P2 is numeric random, since the two values are chosen from a range of floats or integers.
Problems have different response formats. Multiple-choice questions will have radio button selection. Most questions will have a text box. Problems have a correct answer, e.g., “purple” for P1 and “52 choose 7” for P2.
For numerical answers, a rounding error is allowed. For example, “What is 1.0 + 1.0?” would require 100% accuracy, but “What is pi?” would only need to be, say, within 0.01 of 3.14.
Instructors may anticipate certain incorrect responses. For example, the instructor may anticipate that a student will respond with “yellow” to P1. To give that student useful feedback, a message, the re-prompt, will appear for that student. For P1, answering “yellow” might trigger the reprompt “Yellow is a primary color, like red and blue. When primary colors are combined, a secondary color comes out.” The problem’s answer doesn’t change; the reprompt merely provides a pedagogical aid.
Evaluation may involve
sloppy string comparison (so that “yellow” and “ Yellow ” might be considered identical responses)
smart string to number conversion (so that “1e0”, “1”, and “1.000” might be considered identical responses)
regular expression matching (so that “52 choose 7” and “binomial(52, 7)” might be considered identical)
A problem should only be presented to a student when the course has arrived at that concept. Every problem has an integer assignment order. When the course begins, only problems with assignment order 1 are accessible. When the instructor increases the course’s assignment order to 2, problems with order 1 and 2 are accessible, and so forth.
The problem picker can use assignment orders to determine problem selection. For example, an instructor might want to specify that students have answered 90% of order 1 problems correctly before being presented with order 2 problems.
Export and import
The instructor’s UI allows the problems database to be downloaded. A downloaded problems database can be uploaded to populate or repopulate a problems database.
PAL is adaptive, meaning that is selects problems based on past performance on those problems. The Leitner method places problems into _N _boxes. If a question is answered correctly, it moves into a lower-priority box. If answered incorrectly, it does in the highest-priority box. During a session, problems are drawn from the high-priority boxes first.
More sophisticated systems like SuperMemo determine the amount of delay between repeated presentations of the same problem with more complicated algorithms.
PAL should be programmed with the Leitner method but with a straightforward object structure so that more complicated problem pickers could be implemented later.
Students and instructors can both view the student’s performance in a course. Like the problem picker, the performance evaluator should be initially programmed with simple evaluation metrics that can be altered later.

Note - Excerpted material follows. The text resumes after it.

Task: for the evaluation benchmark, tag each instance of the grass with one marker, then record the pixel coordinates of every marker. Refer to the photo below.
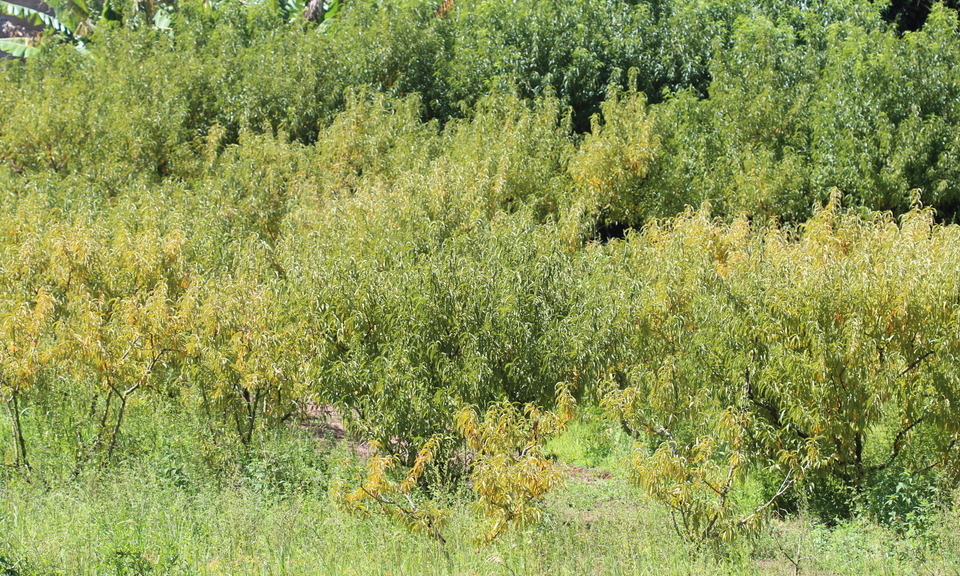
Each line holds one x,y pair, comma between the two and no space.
138,519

The initial performance evaluator will show the number of correct and incorrect responses made by the student for problems in each assignment order.
Response log database
Entries in the log will record
the type of event
student is prompted
student chooses to retry the question or move on
in the case of a prompt or response,
a unique ID that identifies the problem in the problems database
the values inserted into the prompt template
the correct answer
the student’s response
the evaluation of the response
Export and import
The instructor’s UI allows the response log database to be downloaded. A downloaded response log database can be uploaded to populate or repopulate another database.